Not much of a baby anymore, but I still see him that way. Fell in love with him since the day he dropped. SimmXPeid. born Aug 08. Sweetest man in the world(we won't tell the hubby that)! haha


----------



## Farmer Kitty (Mar 8, 2009)

He sure looks like a sweetie! Nice looking animal too!


----------



## Thewife (Mar 8, 2009)

I was gonna ask if you would post a pic of him!

He is a nice looking critter!


----------



## laughingllama75 (Mar 8, 2009)

nice! Is he for beef, or a bull? Me likey!!!!


----------



## WildRoseBeef (Mar 9, 2009)

laughingllama, don't see any nuts on him so I assume he'd probably be for beef...or just to have as a pet.  

MReit, he looks nice!


----------



## MReit (Mar 9, 2009)

laughingllama75 said:
			
		

> nice! Is he for beef, or a bull? Me likey!!!!


Oh yeah he has his nuts yet, he will be my bull. It's funny because the peid's  hind quarters are so muscled that alot of times the young ones you can't see anything back there.


----------



## laughingllama75 (Mar 9, 2009)

well he certainly has the looks and build to become a nice herd bull. As long as he keeps on minding his P's and Q's. 
I would love to see a pic of his parents, do you own them or did you buy him as a calf or??
I really want to cross a Pied bull on our black angus.......


----------



## WildRoseBeef (Mar 9, 2009)

MReit said:
			
		

> laughingllama75 said:
> 
> 
> 
> ...


Dammit, my bad.


----------



## wynedot55 (Mar 9, 2009)

thats a fine looking bull calf.


----------



## MReit (Mar 9, 2009)

laughingllama75 said:
			
		

> well he certainly has the looks and build to become a nice herd bull. As long as he keeps on minding his P's and Q's.
> I would love to see a pic of his parents, do you own them or did you buy him as a calf or??
> I really want to cross a Pied bull on our black angus.......

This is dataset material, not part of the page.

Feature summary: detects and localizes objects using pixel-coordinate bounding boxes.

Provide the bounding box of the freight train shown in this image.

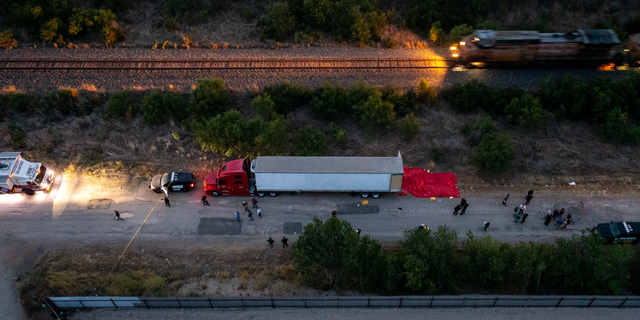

I bought him from our neighboring farm. They raise registered piedmontese as well as some simms and crosses. If I pass by and see the dam in the pasture I'll snap a pic. As for his sire, I don't know if they sold him or have him somewhere else.


----------



## laughingllama75 (Mar 9, 2009)

usually, on a cow farm......."Somewhere Else" is never a good thing. 
Sorry, couldn't help it.


----------



## GrassFarmerGalloway (Mar 9, 2009)

He's a beauty!


----------